Я попыталась понять, отчего меня так колбасит этими синдромами. И покопавшись в дырявой памяти вспомнила свои йоговские упражнения в туалете «Опупелки», приключившиеся со мной во время знакомства с Толиком.
«Ну, если результат будет столь же замечательным, то можно и потусоваться на очке – ничего позорного в том нет, зато получаю время на осмысление происходящего», – успокоила я себя.
3
До сих пор горят от стыда щеки, как только вспомню о своих экзерсисах в той сортирной кабинке. Никогда не расскажу Толику о том случае. И вы, сестрицы, тоже молчите. Не выдавайте меня, а? Я на вас крепко надеюсь.
Вот и после «ИNФЕRNО» мне наверняка будет стыдно из-за того, что я так шуганулась местных аборигенов. Мало ли что у них там не так. Главное, чтобы у меня все было в порядке.

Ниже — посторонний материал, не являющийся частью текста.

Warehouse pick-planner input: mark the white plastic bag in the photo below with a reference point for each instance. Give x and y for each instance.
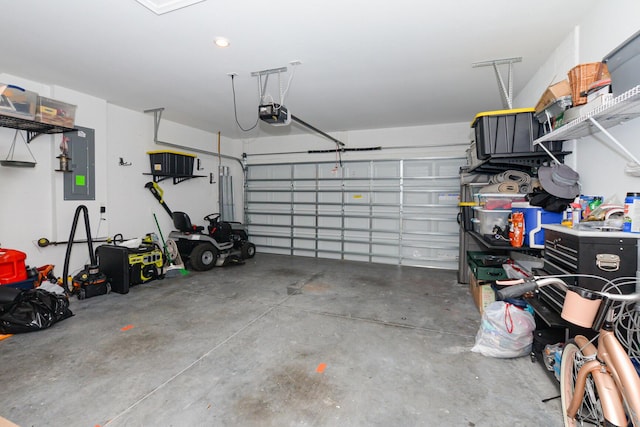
(506, 331)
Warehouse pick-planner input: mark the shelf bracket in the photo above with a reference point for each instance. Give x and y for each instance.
(157, 116)
(614, 140)
(507, 92)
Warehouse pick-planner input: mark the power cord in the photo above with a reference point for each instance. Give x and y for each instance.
(235, 110)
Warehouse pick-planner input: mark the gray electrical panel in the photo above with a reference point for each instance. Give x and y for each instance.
(79, 184)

И вообще: после мерзкого выпендрежа перед элитой «Кольчужника» в лице Толика и Тохи мне теперь уже нельзя чего-либо боятся. Мосты сожжены – слова сказаны. Либо я пройду сквозь шеренги живых мертвецов к цели, либо Толик и Тоха назовут меня балаболкой и лохушкой, имея на то полное право. Ибо самая главная заповедь человечества гласит: «За базар надо отвечать!»
Я сжала кулаки и замолотила ими по воздуху, представляя, что отовариваю толпу зомби, и приговаривая:
– Да если бы даже тут зомби шастали, чо тут такого? Чо ужасного в том, что здесь работают зомби? На меня лично никто пока не напал. Конечно, общаться с ними тяжело – все какие-то упертые и воняют. А так, в принципе, ничего особенного. Толик, допустим, с бодунища гораздо страшнее выглядит, а уж прет от него тогда о-го-го как.
Проведя «бой с тенью» и отмолотив воздух хуками, крюками и любимой двоечкой (прямой левый – в солнечное сплетение, прямой правый – в нижнюю челюсть), я обрела возможность трезво рассуждать на совершенно бредовую тему – о зомби.
И, что вы думаете, сестрицы, ситуация уже перестала казаться мне совершенно безнадежной. Ведь еще мои британские коллеги доказали, что большая часть зомби не столь уж и крута. А я, ловко ускользнув от неповоротливых охранников, убедилась на собственном опыте в правоте сего научного вывода.
Ведь что говорит нам, сестрицы, наука? А наука нам говорит, что простые зомби – это тупые и медленные существа со слабым зрением, испорченным хронической глаукомой и обострением катаракты. Поэтому в основном пользуются слухом и обонянием. Чтобы кусаться, используют старые, еще не выпавшие зубы. Боли не чувствуют, хотя прежняя нервная система еще работает.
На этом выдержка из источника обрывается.